Why Success is Your Duty

.Success is Your Duty

Why Success is Your Duty

FROM THE DESK OF GRANT CARDONE:  Success can be found in any number of realms.  From financial, spiritual, physical, or mental -to emotional, philanthropic, communal, or familial. Regardless of their culture, race, religion, economic background, or social group, most people would agree that success is vital to the well-being of the individual, the family unit, and the group—and certainly to the future survival of all of these things.

Success provides confidence, security, a sense of comfort, the ability to contribute at a greater level, and hope and leadership for others in terms of what is possible. Without it, you; your group, company, goals, and dreams would cease to survive and thrive.

Think of success in terms of expansion.

Without continued growth, any entity—be it a corporation, dream, or even an entire race—would cease to exist. History is full of examples that support the notion that disaster occurs when expansion doesn’t continue. We can include the Vikings, Ancient Rome and Greece, Communist Russia, and an endless list of companies and products.

Regardless of whatever goals you are trying to attain—success is absolutely critical.
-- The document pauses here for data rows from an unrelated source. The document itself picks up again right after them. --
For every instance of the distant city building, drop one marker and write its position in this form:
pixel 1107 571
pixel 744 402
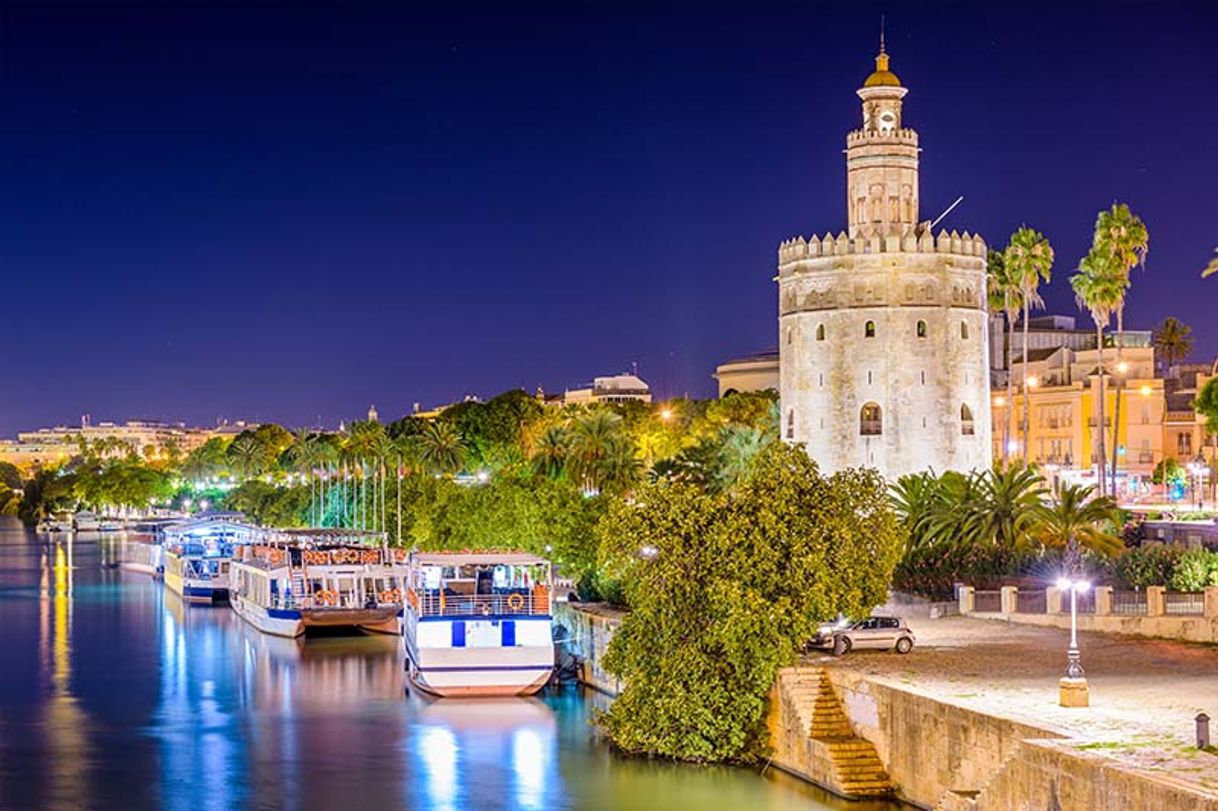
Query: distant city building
pixel 883 354
pixel 1060 382
pixel 752 373
pixel 1046 333
pixel 52 446
pixel 613 389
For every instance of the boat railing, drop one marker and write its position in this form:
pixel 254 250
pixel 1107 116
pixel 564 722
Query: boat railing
pixel 334 599
pixel 520 602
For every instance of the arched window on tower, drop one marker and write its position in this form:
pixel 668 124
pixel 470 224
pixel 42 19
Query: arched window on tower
pixel 871 421
pixel 966 420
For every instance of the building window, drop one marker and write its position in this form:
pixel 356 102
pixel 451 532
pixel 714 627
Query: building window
pixel 871 420
pixel 1183 443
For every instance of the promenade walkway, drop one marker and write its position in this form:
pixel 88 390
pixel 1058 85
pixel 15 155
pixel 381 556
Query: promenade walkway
pixel 1144 692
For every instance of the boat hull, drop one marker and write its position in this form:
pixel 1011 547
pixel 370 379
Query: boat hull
pixel 436 666
pixel 280 622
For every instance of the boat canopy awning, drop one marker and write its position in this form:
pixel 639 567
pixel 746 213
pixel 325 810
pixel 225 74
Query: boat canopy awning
pixel 476 559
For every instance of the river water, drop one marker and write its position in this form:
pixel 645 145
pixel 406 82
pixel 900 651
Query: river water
pixel 113 694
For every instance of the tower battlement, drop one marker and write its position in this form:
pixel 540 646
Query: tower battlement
pixel 865 136
pixel 797 249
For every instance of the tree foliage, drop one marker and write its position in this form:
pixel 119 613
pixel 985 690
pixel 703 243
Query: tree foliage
pixel 722 587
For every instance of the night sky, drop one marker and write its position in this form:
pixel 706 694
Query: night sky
pixel 290 211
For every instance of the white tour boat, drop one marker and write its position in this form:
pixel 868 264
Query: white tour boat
pixel 479 622
pixel 197 554
pixel 85 521
pixel 318 579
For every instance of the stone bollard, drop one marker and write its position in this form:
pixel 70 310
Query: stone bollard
pixel 1102 600
pixel 1155 600
pixel 1211 602
pixel 1010 597
pixel 966 599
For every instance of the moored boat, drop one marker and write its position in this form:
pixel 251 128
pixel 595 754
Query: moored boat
pixel 479 624
pixel 296 580
pixel 197 554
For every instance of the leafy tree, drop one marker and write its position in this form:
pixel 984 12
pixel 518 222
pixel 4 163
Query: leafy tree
pixel 1028 259
pixel 722 588
pixel 1173 341
pixel 10 476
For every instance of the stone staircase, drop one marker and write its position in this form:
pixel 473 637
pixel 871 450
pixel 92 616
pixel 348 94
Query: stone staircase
pixel 856 765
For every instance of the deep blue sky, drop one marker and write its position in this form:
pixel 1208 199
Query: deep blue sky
pixel 290 211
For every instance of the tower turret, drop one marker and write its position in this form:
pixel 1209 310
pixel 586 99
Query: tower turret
pixel 882 158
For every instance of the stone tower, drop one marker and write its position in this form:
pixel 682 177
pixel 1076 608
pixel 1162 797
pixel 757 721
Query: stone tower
pixel 883 328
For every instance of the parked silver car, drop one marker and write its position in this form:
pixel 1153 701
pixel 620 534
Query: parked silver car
pixel 876 632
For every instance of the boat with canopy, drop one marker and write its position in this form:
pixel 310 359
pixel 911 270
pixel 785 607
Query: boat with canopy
pixel 295 580
pixel 479 622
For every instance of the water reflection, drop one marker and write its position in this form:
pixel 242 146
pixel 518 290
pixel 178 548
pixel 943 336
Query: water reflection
pixel 113 693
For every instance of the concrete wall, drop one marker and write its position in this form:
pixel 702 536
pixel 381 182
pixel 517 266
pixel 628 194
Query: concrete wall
pixel 590 626
pixel 945 756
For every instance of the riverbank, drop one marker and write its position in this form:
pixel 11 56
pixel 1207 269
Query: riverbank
pixel 970 720
pixel 981 700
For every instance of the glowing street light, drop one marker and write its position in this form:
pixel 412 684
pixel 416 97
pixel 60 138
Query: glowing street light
pixel 1073 686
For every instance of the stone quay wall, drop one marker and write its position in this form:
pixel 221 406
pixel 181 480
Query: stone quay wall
pixel 1154 613
pixel 949 758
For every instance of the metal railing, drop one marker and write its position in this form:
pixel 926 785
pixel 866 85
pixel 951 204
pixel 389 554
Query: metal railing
pixel 1031 602
pixel 515 603
pixel 1184 603
pixel 1129 603
pixel 988 602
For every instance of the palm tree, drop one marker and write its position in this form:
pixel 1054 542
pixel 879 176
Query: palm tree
pixel 439 448
pixel 247 456
pixel 739 448
pixel 1004 295
pixel 1098 287
pixel 1076 519
pixel 591 441
pixel 1029 261
pixel 1124 236
pixel 549 457
pixel 1173 340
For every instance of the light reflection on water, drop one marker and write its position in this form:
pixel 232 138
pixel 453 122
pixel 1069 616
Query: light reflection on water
pixel 116 694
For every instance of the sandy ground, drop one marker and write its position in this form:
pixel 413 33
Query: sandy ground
pixel 1145 693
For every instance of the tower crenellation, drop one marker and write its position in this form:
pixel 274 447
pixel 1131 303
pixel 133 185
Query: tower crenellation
pixel 883 354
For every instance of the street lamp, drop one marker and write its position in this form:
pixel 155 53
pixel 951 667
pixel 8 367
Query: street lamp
pixel 1072 688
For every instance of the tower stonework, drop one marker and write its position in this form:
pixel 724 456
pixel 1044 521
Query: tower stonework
pixel 883 345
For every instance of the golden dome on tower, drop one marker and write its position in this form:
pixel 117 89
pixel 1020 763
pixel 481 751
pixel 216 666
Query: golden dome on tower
pixel 882 77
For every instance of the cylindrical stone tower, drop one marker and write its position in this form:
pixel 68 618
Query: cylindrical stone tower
pixel 883 357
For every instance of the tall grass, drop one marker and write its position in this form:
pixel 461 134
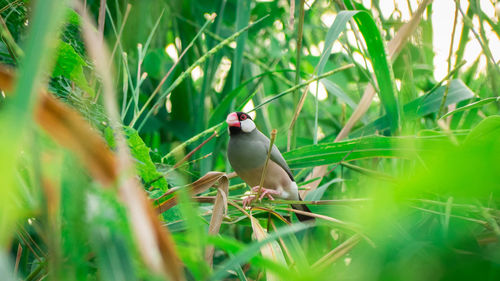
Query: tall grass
pixel 113 152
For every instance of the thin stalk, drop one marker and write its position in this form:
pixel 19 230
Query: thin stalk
pixel 445 95
pixel 196 149
pixel 291 132
pixel 306 83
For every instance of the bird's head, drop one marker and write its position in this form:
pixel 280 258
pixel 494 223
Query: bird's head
pixel 240 122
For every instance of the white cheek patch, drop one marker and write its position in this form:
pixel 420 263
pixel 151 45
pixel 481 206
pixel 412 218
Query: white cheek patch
pixel 247 125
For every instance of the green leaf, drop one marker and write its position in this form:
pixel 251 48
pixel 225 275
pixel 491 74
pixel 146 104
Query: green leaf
pixel 238 95
pixel 422 106
pixel 333 33
pixel 487 131
pixel 380 62
pixel 367 147
pixel 70 65
pixel 145 166
pixel 471 106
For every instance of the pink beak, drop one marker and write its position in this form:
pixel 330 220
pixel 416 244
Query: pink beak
pixel 232 120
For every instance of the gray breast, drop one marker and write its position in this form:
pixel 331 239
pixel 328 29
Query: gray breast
pixel 247 151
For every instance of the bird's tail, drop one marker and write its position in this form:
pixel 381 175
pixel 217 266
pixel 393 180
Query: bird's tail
pixel 302 207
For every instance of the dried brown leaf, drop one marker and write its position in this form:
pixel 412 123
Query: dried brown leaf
pixel 218 212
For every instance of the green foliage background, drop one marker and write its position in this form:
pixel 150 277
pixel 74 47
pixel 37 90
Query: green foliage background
pixel 411 194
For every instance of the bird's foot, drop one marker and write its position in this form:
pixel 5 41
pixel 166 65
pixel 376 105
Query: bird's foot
pixel 250 196
pixel 265 192
pixel 248 199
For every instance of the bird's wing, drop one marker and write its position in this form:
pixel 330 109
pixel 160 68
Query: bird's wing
pixel 278 159
pixel 276 156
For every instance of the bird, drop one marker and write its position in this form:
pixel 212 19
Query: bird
pixel 247 153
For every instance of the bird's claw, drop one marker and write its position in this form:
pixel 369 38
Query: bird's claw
pixel 247 200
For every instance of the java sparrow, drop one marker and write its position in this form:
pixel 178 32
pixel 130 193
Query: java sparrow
pixel 247 152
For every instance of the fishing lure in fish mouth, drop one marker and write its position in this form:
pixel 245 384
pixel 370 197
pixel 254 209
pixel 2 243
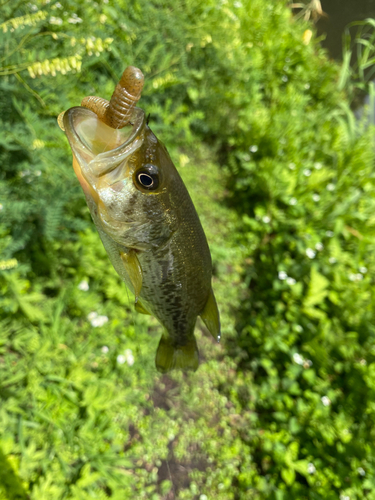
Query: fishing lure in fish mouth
pixel 145 217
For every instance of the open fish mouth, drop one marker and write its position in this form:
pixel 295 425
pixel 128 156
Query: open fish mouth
pixel 97 147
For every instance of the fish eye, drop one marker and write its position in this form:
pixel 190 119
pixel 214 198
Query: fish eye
pixel 147 177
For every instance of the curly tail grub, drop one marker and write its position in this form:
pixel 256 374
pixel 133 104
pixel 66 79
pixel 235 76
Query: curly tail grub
pixel 117 112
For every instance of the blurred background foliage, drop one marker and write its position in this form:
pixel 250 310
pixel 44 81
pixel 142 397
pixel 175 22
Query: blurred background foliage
pixel 259 122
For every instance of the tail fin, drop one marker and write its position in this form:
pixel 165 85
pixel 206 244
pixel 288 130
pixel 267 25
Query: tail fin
pixel 170 356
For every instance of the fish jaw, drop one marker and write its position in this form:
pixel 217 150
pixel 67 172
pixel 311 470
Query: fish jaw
pixel 97 148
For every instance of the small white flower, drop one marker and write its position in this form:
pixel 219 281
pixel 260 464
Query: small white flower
pixel 310 253
pixel 84 286
pixel 129 357
pixel 99 321
pixel 92 315
pixel 355 277
pixel 130 360
pixel 55 20
pixel 297 358
pixel 311 468
pixel 325 400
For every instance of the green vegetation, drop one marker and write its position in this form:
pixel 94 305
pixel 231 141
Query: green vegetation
pixel 258 121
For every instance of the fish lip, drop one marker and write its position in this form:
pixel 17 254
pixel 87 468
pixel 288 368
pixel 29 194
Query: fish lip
pixel 83 153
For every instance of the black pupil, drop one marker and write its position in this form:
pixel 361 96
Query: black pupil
pixel 146 180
Anyone who minimizes the importance of success to your future has given up on his or her own chances of accomplishment and is spending his or her life trying to convince others to do the same.

SUCCESS IS YOUR DUTY

Success is important in order to have a full life.   And greater quantities of success are necessary than most people calculate, and the continued pursuit of success should be approached not as a choice but as an absolute must. Most people approach success as though it doesn’t matter—like it’s an option or perhaps just something that only happens to other people. Treating success as an option is one of the major reasons why more people don’t create it for themselves—and why most people don’t even get close to living up to their full potential.

If you don’t consider it your duty to live up to your potential, then you simply won’t.

If it doesn’t become an ethical issue for you, then you won’t feel obligated and driven to fulfill your capacity. People don’t approach the creation of success as a must-have obligation, do-or-die mission, gotta-have-it, “hungry-dog-on-the-back-of-a-meat-truck” mentality. They then spend the rest of their lives making excuses for why they didn’t get it.